As required by law, Newmont conducted a new EIA for the region. The report was approved by MINEM in October 2010 and initial construction started (for important dates throughout the conflict see figure 3 and for a detailed timeline see ANNEX I). The local population worried about water scarcity and water pollution. A significant part of surrounding communities depend on water for irrigation and livestock. At first, a revision of the EIA was demanded but this soon escalated; Cajamarca´s regional government and various NGOs from all levels soon joined the opposition. Gregorio Santos led large strikes opposing the mining project (Triscritti, 2013; De Echave & Diez, 2013).

The central government did not reach a consensus as MINAM´s reviews of the EIA were dismissed by MINEM. In a public declaration in Cajamarca the president assured that the project would not resume. He then announced that Conga would continue on 16th November 2011. At this point, social unrest turned violent and Newmont had no other option but to announce publicly a temporary halt to its expansion project that same month (De Echave & Diez, 2013; Triscritti, 2013). For many, the month of November 2011 marks the beginning of intense conflict.

After the declaration of a state of emergency and the resignation of the prime minister (PM), an attempt to reach a solution came to the table. Three international specialists were appointed to assess Conga´s EIA. At that point negotiations would have been the most appropriate step however, Gregorio Santos did not take part in the effort. The experts deemed the Conga project viable, which brought additional protests. Violent clashes disrupted the region of Cajamarca. Confronted with a conflict escalation that brought five deaths, Humala declared a sixty-day state of emergency in July 2012. This time, Newmont announced that its project would be put on hold until 2014 (De Echave & Diez, 2013; Triscritti, 2013).

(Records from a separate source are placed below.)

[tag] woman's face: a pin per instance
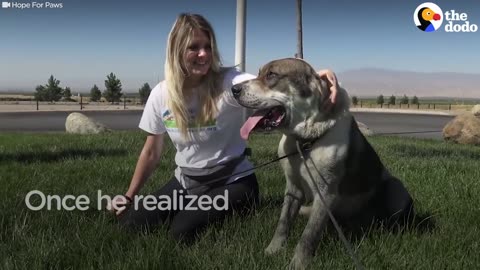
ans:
(198, 56)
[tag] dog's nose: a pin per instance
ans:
(237, 90)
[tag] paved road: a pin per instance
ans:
(128, 120)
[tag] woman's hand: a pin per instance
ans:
(332, 83)
(119, 204)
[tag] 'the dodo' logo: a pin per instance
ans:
(428, 17)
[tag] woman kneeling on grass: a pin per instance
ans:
(195, 107)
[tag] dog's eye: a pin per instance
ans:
(271, 75)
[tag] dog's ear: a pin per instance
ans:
(324, 86)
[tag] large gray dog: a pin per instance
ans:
(290, 96)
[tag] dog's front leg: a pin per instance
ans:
(291, 204)
(312, 233)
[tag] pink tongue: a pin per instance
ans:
(250, 124)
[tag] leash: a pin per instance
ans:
(407, 132)
(252, 169)
(305, 147)
(330, 214)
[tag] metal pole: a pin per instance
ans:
(299, 30)
(240, 35)
(240, 39)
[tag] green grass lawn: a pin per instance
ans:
(444, 180)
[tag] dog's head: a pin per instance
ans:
(289, 95)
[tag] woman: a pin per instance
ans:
(194, 106)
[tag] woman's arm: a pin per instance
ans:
(146, 164)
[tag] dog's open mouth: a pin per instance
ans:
(266, 119)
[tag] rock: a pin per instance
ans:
(476, 110)
(78, 123)
(463, 129)
(364, 129)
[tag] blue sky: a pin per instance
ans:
(86, 40)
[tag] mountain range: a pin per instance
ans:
(364, 82)
(371, 82)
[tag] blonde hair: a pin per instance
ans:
(176, 73)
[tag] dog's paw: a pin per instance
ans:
(299, 262)
(275, 246)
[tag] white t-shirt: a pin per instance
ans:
(214, 142)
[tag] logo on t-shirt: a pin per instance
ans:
(194, 124)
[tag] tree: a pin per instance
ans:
(95, 93)
(40, 93)
(354, 100)
(380, 99)
(50, 92)
(414, 100)
(67, 93)
(391, 100)
(113, 89)
(144, 92)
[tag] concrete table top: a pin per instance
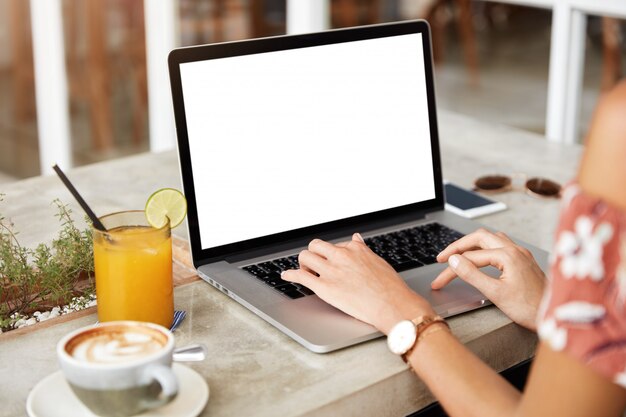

In a letter from December 2012, the mining company declared that they recognized their failures and understood the need to regain the trust of the people in Cajamarca (Newmont, 2014). This led to a perception study commissioned by Yanacocha. The opinions of surrounding communities are the best way to test whether the mine has indeed transformed those words into action. That is why four groups of stakeholders were asked about their perceptions of CSR change after the conflict.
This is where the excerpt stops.